It’s amazing how we can think maybe? I was listening to Emile Sande’s song Maybe, and I thought, wow this song encapsulates mine and dare I say every person betwixt staying and moving past a relationship that’s proven impossible to take flight.
My PMDD is the epitome of indecisiveness. Stubborn and amidst the cycle, I have been feeling a particular sense of discomfort this month. My PMDD allows me to unapologetically stay inside of my head, tolerance to navigate the pain and enough insanity to build a huge amount of patience to endure being stuck before changing my behavior. It’s the proverbial self-pity party of one run amuck.
For months since the break up, I’ve been experiencing my life as an observer. Watching myself navigate decisions, work, social endeavors and avoiding myself while grabbing on to anything that would bring me relief from the discomfort. At times sleepless and for the most part very agitated. This month I welcomed PMDD to distract me from thinking, “maybe we can make this work.” Amazing how delusional I can become in an instant. To think of the pain and suffering of PMDD as source of relief is utter madness.
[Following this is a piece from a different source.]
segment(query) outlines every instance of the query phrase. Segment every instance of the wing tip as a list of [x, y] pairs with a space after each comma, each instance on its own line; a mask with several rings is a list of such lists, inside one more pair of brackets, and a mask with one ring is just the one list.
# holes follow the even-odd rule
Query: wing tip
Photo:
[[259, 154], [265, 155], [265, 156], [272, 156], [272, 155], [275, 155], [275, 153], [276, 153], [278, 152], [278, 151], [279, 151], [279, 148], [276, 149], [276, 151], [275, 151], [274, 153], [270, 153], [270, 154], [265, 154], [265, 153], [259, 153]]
I didn’t publish anything in the whole month of October. I couldn’t string the words together to create statements. I couldn’t elicit any ideas of emotional substance. It was a biter sweet month of triumph and loss and I couldn’t communicate from the heart. This is the result of not showing up for myself. I abandoned my self-care routine and even though I know better, I decided to suffer because I allowed myself to get burnt yet again by the same flame and I was punishing myself for it because my ego needed to get kicked around and outside of the field of forgiveness and compassion. I needed to be true to myself and really get honest.
I came to the conclusion, “ . . .we should stop pretending. It’s time to go,” be healthy and stay focused. No matter what the situation is, at the end of the day my PMDD had been a handicap in my relationship. I make up for my lack of patience while in it and nearly become a welcome mat to get stepped on when I come out of it. I’ve spent the month discerning between stepping outside of the realm of insanity and understanding that “it’s time to go.” No need to intentionally suffer “we both know we’re hurting.” Be #DecidedlySane and do differently.